I don't know. And that's okay.

Have you ever been asked a question about a topic you know a lot about but you didn't know the answer?  How does that make you feel?

Often, when a student/client asks me a question and I'm unsure what the answer is, I get this feeling that perhaps I should know the answer.

Almost as if not knowing the answer makes me less smart than I am.  Like when I was in elementary school and the teacher called out on me and asked me a question about the study material and I would make something up and she would angrily yell: "Incorrect!"

I'll never forget that one day when I was in an Ortho-Bionomy seminar and one of my teachers was asked a question and he responded with the words: "I don't know."

It surprised me that his facial expression was left unchanged while he said this. I think this is because he was just fine not knowing the answer.  Also, keep in mind that the question was not one that he needed to know in order for us to get what he was teaching at that moment.  

I then realized that there's something so liberating about no knowing everything.

I mean really, how could we know it all?  

This reminds me of the Zen Buddhism concept of "Shoshin" or "beginners mind."

According to Wikipedia, Shoshin "refers to having an attitude of openness, eagerness, and lack of preconceptions when studying a subject, even when studying at an advanced level, just as a beginner in that subject would."

Isn't this such a supreme way of being? Doesn't this just further open us up to the limitlessness of our education?

Also, it can get annoying to be around someone who is a "know-it-all." 
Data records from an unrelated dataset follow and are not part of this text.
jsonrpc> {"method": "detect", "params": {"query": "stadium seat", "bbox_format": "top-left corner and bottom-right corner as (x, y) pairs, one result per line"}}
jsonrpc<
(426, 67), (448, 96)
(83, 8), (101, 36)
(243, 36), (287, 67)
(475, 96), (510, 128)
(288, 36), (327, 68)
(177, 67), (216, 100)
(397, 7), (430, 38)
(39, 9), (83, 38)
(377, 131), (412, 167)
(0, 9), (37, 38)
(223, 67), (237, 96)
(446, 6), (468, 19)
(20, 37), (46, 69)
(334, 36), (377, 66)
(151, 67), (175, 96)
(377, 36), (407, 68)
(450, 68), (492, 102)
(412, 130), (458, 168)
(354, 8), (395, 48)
When it comes to anatomy, healing, and the health of the bodymind, there's just so much to learn and so much we still don't know.

It's not possible for me or anyone else to know it all, and I have to admit that I used to forget that.

No matter how many books, articles, and journals I read. No matter how many audios, videos and podcasts I listen to or how many seminars, workshops and classes I attend, I'll never everything there is to know about the topics I study.  While I do consider myself an expert when it comes to soft tissue health in comparison to the everyday person, when I compare myself to some of my peers and mentors, I consider myself just average. I simply still have so much more to learn. I love it when I spend time with other expert practitioners and I'm humbled by their intelligence, knowledge and experience. It's such a good reminder that I should spend even more time learning and that I still don't know sh*t! 

And that's just okay. In fact, it's not entirely accurate. I do know a lot, but it's not even close to what I'd like to know and I'm never going to stop learning.

Heck, in my opinion, the day you stop learning should be the day you die.

Unfortunately, the problem with most healthcare practitioners is that they finish school and they cease learning. They complete their education and then they lose themselves in their work, making money and paying the bills. They get into the habit of what they do and don't make the time to continue their studies.

I get it, and I don't judge them. But it's not the way I choose to practice my skill and live my life.

I think it has a lot to do with the fact that when you're passionate about something, spending time learning it is not a task but instead it's fun and extremely rewarding.

What's possible if we would all embrace this concept of the the beginners mind and be okay with not knowing everything?